Taxes are mandatory payments made by individuals and corporations under a government. These payments go to the government to help with government activity. There are many different types of taxes that go to different sectors of the government.
Any time a monetary exchange takes place (like when someone gets paid or buys something), you will be taxed on that money. That money then goes to the government.
Federal taxes are collected by the federal government and then used by the federal government for their bills. State taxes do the same thing just purely at the state level. The state taxes are used to provide state programs.
In Texas we have a sales tax. It is 6.25% on all retail sales, lease, and rentals of most goods, as well as all other taxable services.
Here in Texas, local taxing can also occur, meaning that counties, districts, and transit authorities can impose up to a 2% sales tax. They cannot, however, exceed 8.25% as that is the set federal sales tax rate.

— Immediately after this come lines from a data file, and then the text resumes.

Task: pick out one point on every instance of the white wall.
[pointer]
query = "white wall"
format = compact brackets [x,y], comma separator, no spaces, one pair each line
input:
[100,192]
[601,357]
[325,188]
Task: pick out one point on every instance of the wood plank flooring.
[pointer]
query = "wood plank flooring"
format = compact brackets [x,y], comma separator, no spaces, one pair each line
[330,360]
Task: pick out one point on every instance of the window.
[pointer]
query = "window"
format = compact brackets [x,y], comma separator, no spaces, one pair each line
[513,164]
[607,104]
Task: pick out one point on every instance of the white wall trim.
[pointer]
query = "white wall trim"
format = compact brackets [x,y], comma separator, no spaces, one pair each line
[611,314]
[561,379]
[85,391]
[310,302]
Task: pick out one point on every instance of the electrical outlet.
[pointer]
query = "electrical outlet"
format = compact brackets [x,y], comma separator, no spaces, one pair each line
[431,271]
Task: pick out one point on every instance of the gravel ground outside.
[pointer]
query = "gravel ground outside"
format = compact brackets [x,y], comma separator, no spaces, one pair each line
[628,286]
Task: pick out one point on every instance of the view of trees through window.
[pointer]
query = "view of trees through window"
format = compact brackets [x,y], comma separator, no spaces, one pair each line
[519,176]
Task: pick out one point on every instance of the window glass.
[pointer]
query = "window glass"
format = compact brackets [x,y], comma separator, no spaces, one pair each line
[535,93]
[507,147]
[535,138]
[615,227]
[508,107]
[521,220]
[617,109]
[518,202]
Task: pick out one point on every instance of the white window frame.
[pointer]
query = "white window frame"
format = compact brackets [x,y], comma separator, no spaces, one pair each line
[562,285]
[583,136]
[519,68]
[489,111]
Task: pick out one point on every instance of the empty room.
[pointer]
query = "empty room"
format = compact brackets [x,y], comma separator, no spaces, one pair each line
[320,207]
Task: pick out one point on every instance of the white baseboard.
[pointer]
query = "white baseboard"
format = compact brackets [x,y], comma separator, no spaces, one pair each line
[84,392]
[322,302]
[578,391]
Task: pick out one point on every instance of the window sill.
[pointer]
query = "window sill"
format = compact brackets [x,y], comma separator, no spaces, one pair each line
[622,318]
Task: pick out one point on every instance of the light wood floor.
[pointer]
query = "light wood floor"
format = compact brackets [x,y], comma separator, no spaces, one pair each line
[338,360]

Income tax changes depending on the state, so not every state has income tax, and even those who do, they do not always share the same system.
Different systems include:
- Flat-rate income tax system- this means that all income levels are taxes at the same rate.
- Even when they have this many states have different rates.
- This is only used by nine states.
- The progressive income tax system- this means that if a taxpayer’s annual income increases into a different income bracket, so will their tax rates.
- In these 35 states the rate changes.
- Also because this system is more prorgessive they change it to follow inflation and can be easily changed.